March 21st, 2011


While I spend an awful lot of time gawking at the more outre religions that appear in my family tree (Christian Church (Disciples of Christ) -- I mean, ya gotta love a group with part of their name in parentheses, right? Jehovah's Witnesses, Kleine Gemeinde Mennonites, the lone -- but high ranking! -- Theosophist), in all likelihood, the vast majority of my ancestry for the past few centuries has likely been some flavor of Dutch Reformed (likely nominal denomination for the lineages of 2 of 4 grandparents, and a good sprinkling in the more distant ancestry of a 3rd), with the Mennonites a distant second (another grandparent) and everything else vanishingly small by comparison, but still overwhelmingly Protestant with a heavy emphasis on Believer's Baptism. While there are modern descendants of every conceivable flavor (and a tantalizing marriage to a Jan Mozelman in Zuid Holland a century or so ago!), going up all the direct lines, I find no indications of Catholics or Jews, anywhere.

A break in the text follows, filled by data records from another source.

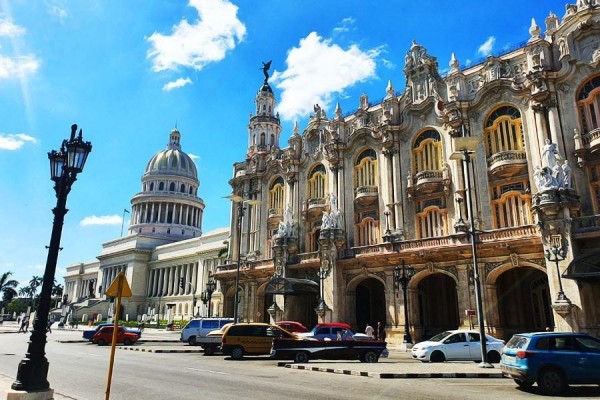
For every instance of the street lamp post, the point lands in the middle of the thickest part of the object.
(402, 276)
(241, 205)
(211, 285)
(555, 254)
(466, 147)
(65, 164)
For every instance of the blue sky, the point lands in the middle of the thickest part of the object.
(128, 71)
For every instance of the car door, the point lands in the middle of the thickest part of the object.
(589, 364)
(456, 347)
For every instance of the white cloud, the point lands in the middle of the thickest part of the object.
(344, 26)
(7, 28)
(18, 66)
(486, 48)
(102, 220)
(181, 82)
(14, 141)
(204, 41)
(316, 70)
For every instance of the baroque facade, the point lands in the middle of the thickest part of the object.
(166, 257)
(323, 221)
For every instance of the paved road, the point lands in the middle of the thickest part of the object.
(78, 371)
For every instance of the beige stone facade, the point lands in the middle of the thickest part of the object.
(354, 195)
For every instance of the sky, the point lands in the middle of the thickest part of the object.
(128, 72)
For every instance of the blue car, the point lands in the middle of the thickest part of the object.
(89, 334)
(552, 359)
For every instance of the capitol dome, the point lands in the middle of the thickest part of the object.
(172, 160)
(168, 205)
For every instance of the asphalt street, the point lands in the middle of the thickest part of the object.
(79, 371)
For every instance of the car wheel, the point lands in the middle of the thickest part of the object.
(437, 356)
(237, 353)
(552, 381)
(301, 357)
(523, 383)
(370, 357)
(493, 357)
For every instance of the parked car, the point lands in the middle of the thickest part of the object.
(250, 339)
(331, 331)
(292, 326)
(457, 345)
(89, 333)
(303, 350)
(104, 336)
(552, 359)
(198, 328)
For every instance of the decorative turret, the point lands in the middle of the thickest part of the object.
(264, 128)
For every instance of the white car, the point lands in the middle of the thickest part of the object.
(457, 345)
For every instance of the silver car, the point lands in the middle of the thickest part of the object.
(457, 345)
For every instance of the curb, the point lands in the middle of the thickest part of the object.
(159, 350)
(393, 376)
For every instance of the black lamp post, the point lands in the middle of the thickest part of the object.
(402, 276)
(211, 285)
(65, 164)
(555, 254)
(241, 208)
(468, 145)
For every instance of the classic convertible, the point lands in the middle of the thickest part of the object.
(349, 349)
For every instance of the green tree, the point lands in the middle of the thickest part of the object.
(8, 287)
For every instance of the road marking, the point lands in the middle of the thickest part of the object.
(208, 370)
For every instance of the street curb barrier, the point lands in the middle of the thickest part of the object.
(159, 350)
(393, 376)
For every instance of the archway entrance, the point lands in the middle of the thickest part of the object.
(523, 301)
(438, 305)
(370, 303)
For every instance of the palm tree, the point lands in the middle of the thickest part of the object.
(7, 287)
(35, 283)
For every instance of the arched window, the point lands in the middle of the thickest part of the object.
(511, 205)
(277, 196)
(431, 220)
(317, 182)
(503, 131)
(588, 104)
(367, 232)
(427, 152)
(365, 169)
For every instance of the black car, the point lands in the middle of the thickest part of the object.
(301, 350)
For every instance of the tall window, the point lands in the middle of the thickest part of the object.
(503, 131)
(317, 180)
(365, 169)
(276, 196)
(427, 152)
(588, 104)
(512, 205)
(431, 220)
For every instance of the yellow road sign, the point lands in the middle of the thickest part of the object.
(113, 289)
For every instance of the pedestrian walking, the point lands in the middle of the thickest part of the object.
(381, 334)
(369, 331)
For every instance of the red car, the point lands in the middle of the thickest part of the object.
(292, 326)
(104, 336)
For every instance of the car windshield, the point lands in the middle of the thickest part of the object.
(440, 336)
(517, 342)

As I've been poking at the increasingly well-documented lineages that reach into the 17th century, I've been feeling like I really don't know much about the DRC. At all. Other than that a bunch of near-relatives who I really have very little respect for sniped about the hypocrisy of the DRC. That's a reason to dislike religion in general, but I have yet to detect that it's a reason to dislike any particular religion as compared to any other particular religion (a real failing on my part, in the opinion of many Believers).

I have been attempting to use DRC records of marriages and births without understanding the denomination in any detail, or the larger settlements that it was part of. This is not working really well. There are some books headed my way (will likely land on my doorstep tomorrow), but I finally resorted to _The Source_, a hardcover phonebook (wow, that's getting to be an archaic reference) sized tome, in an effort to identify a group of people who've really gone over this information in an orderly fashion. That is, I want someone else to have done my work for me, so I can just copy it into and enjoy the beautiful and well-documented completeness of it all. Hopefully, in conjunction with some history and puzzling over google maps for a while, I can then make some sense of all of this.

And lo, _The Source_ actually came through for me this time (it doesn't usually, but that's not its fault. It does, after all, specialize in American Genealogy, mostly meaning what is now the US, and most of my ancestors weren't there). And off I went to the The New York Genealogical and Biographical Society to subscribe. Hopefully tomorrow, someone will call me up and give me access to the members' area on their website which will give me access to their journal (all of them ever published, searchable, and other goodies, too!). If I get sick of my Dutch relatives in what is now New York, I can always switch to R.'s Dutch relatives in what is now New York, which is where they seem to have been before they moved to New Jersey.

At some point, I should probably figure out that whole New Jersey DRC thing. . .

Instructions in how-to-do-genealogy invariably talk about tracking down paperwork and photos and collecting stories, and then doing searches for genealogical books and so forth. I've really done this in a backasswards sort of way. I just unloaded the contents of my head and then started searching based on bits of stories I knew. Along with an initial lucky hit in the Manitoba Vital Statistics website that gave me grandma's parents names, I got a long, long, long way just searching online in ancestry and genlias. I didn't haul out the CDs with the scanned family photos (that's how lazy I was: I still haven't scanned a single photo, altho that's high on the list because I have my cousin's photos and should scan and return them. In the interim, we did get a really gorgeous new scanner.). The good news is, I have some extremely pointed research questions now, which I would not have had back before I knew my grandmother's parents names.